I'm considering using PostgreSQL's Ltree module in my application to help with threaded comments. I've been eying it for a while to use for threaded comments. I figure it would help with cases where you need to update a node and its children, like when you want to hide a comment and its replies.
I'm thinking ltree (or something like it) it would be useful if it was coupled with a traditional adjacency list ("comment_id"/"parent_comment_id").
Before taking the plunge into using ltree, I'm wondering a few things:
- Are you, or have you, used ltree? Is it what one might call "production ready"?
- If so, what problems did you use it to solve? Did it do a good job?

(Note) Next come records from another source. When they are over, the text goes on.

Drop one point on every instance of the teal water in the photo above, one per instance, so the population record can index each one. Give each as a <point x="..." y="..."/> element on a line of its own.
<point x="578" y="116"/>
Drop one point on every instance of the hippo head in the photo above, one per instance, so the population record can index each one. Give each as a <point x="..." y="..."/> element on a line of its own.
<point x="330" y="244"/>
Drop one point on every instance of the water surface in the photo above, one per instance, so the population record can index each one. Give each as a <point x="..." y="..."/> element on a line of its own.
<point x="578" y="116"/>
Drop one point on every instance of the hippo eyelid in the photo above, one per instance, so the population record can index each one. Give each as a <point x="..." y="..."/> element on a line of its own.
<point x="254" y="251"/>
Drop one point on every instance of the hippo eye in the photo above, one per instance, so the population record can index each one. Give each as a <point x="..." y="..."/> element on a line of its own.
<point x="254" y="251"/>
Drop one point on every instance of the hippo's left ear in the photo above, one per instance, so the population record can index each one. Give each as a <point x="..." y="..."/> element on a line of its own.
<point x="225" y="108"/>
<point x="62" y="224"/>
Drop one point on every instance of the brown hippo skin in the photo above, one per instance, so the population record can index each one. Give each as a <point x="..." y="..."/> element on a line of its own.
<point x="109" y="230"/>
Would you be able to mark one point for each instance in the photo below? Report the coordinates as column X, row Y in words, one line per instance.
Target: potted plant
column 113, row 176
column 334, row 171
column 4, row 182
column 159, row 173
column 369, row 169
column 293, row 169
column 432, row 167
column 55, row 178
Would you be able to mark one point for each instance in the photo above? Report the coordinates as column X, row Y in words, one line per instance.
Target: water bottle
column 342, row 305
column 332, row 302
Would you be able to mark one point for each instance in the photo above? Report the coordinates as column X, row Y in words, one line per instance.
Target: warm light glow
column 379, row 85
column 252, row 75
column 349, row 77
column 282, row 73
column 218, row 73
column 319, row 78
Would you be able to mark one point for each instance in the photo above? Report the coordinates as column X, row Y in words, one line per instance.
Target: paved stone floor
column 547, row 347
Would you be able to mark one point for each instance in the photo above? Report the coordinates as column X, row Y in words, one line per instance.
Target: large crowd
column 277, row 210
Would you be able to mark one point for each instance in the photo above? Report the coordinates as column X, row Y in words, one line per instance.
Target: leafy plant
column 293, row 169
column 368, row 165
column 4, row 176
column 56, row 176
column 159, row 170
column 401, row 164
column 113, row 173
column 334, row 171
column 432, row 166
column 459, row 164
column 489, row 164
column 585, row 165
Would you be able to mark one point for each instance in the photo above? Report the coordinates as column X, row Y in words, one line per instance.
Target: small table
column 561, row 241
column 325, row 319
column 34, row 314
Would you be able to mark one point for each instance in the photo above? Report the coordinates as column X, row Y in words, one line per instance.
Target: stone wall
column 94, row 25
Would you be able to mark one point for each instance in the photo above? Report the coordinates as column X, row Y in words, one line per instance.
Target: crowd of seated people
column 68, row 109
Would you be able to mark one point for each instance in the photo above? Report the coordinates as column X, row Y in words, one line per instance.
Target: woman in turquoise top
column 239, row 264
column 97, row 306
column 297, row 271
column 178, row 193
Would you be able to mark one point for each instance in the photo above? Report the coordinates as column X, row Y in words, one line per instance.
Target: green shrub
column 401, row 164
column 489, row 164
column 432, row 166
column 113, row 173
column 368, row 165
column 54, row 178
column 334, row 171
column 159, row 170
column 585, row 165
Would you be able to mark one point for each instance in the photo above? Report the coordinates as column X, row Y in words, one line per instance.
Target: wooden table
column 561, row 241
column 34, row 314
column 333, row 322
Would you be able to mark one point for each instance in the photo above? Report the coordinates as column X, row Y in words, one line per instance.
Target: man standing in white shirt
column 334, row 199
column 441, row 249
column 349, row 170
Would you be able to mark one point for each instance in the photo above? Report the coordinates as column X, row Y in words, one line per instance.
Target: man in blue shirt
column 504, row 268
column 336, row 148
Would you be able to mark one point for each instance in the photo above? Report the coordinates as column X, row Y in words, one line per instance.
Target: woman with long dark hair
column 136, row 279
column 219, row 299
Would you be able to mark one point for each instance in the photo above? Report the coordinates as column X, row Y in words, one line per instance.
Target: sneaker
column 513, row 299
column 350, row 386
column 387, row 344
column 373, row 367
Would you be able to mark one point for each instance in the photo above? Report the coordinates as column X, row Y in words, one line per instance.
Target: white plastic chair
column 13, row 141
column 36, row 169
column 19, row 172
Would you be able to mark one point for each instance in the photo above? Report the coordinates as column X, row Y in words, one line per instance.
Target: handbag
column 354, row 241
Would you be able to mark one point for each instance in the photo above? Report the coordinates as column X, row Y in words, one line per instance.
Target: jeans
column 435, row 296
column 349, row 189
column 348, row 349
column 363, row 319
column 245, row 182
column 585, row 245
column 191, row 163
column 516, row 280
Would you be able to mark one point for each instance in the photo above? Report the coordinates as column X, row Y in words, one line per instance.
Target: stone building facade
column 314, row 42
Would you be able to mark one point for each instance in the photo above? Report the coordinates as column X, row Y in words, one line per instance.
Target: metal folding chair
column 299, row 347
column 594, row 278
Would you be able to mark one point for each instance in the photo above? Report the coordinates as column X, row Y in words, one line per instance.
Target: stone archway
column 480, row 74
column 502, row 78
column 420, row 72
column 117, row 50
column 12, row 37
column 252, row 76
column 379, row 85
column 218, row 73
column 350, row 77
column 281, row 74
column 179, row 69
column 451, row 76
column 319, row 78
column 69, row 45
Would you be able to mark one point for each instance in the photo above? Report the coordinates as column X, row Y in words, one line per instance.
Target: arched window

- Do you think it is a good fit for a
threaded comment system?
- If you used it, what did you use for the "text" part of the path? Did you set up something like the DMOZ example they use "Top.Astronomy.Cosmology" or base it on something like the primary key "1.403.29.5"?
- Is there a better way to do this? I'm a bit nervous using a nested list approach--everything I've read suggests that it isn't all to hot with UPDATES or INSERTS (don't you have to reorder the whole thing?). I'm also not a CS major and that kind of data structure is something I might forget in the future. Is anybody using nested lists for comments or something like it?
If it is of any help, here is the schema I'm considering:
CREATE TABLE comments (
comment_id SERIAL PRIMARY KEY,
parent_comment_id int REFERENCES comments(comment_id) ON UPDATE CASCADE ON DELETE CASCADE,
thread_id int NOT NULL REFERENCES threads(thread_id) ON UPDATE CASCADE ON DELETE CASCADE,
path ltree NOT NULL,
comment_body text NOT NULL,
hide boolean not null default false
);
The "path" column, used by ltree, would look something like:
<thread_id>.<parent_comment_id_#1>.<parent_comment_id_#2>.<my_comment_id>
Is there anything wrong with using the primary keys in the path? Should I be including the node's own primary key in the path? If I did, would it make sense to put a unique index on it to serve as a constraint?